United Nations Names Online Privacy That You Probably Don’t Have As A Universal Human Right


Online privacy: it’s a contentious ground between corporations and consumers, a troubled 21st century frontier of expectations, and, apparently, a universal human right.


As we read via Broadband DSL Reports, the United Nations recently adopted a resolution calling out online privacy as a universal human right. The resolution (PDF) expands the UN’s existing stance on privacy to include the digital realm.


The current iteration of the UN’s Universal Declaration of Human Rights enumerates 29 general areas of universal rights. The list not only includes topics like freedoms of thought and expression, but also the rights to employment and to education, condemnations of slavery and torture, and the right to privacy, which is explicitly recognized in Article 12.


Article 12 begins, “No one shall be subjected to arbitrary interference with his privacy, family, home or correspondence,” and affirms the right to the protection of the law from any such interference.


UN resolutions and findings are non-binding.

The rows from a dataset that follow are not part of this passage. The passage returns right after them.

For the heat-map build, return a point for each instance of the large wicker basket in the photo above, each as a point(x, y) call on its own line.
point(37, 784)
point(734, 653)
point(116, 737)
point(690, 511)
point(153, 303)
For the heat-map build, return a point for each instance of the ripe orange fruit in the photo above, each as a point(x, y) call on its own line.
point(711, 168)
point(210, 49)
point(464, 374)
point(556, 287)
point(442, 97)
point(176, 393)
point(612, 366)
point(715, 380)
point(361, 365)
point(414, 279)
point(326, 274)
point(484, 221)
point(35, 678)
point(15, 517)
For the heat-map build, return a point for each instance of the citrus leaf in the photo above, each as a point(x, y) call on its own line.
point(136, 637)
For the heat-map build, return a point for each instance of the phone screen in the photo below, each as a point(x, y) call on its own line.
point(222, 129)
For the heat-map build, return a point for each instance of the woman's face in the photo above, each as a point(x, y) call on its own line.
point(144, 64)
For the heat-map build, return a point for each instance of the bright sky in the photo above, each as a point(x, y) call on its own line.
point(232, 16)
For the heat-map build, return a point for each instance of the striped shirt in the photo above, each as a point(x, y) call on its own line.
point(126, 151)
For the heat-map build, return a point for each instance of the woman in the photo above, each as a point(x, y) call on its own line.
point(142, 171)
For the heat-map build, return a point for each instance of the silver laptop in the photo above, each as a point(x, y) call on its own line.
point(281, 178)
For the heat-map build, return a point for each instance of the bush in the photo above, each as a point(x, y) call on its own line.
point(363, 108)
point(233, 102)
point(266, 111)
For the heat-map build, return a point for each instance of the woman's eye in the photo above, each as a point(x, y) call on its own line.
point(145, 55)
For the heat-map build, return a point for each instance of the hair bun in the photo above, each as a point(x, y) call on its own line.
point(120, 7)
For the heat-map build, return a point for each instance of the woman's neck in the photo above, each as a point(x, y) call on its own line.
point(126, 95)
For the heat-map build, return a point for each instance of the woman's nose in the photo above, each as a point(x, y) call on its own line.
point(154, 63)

Any nation, including member states, can (and always does) have whatever sovereign laws it pleases, whether or not they abide by idealistic universal declarations.


The timing of the resolution, which was adopted late in 2013, seems sure to be related to the cascade of revelations about the NSA’s phone and computer monitoring activities inside and outside of the United States. As an aside in his speech today about those NSA issues, President Obama did announce the formation of a new government group to research big data and the related industry and government privacy implications. The White House fact sheet explains:



This group will consist of government officials who—along with the President’s Council of Advisors on Science and Technology—will reach out to privacy experts, technologists and business leaders, and look at how the challenges inherent in big data are being confronted by both the public and private sectors; whether we can forge international norms on how to manage this data; and how we can continue to promote the free flow of information in ways that are consistent with both privacy and security.



Th White House announcement also reaffirmed its commitment to the online privacy bill of rights (PDF) it laid out in 2012. While the framework from 2012 is a big step toward consumer protection, its guidance is voluntary, as is compliance. Legally speaking, online privacy in the US is still a messy patchwork of laws, regulations, and hopes for good faith actions from the folks–public and private alike–who gather and hold the data.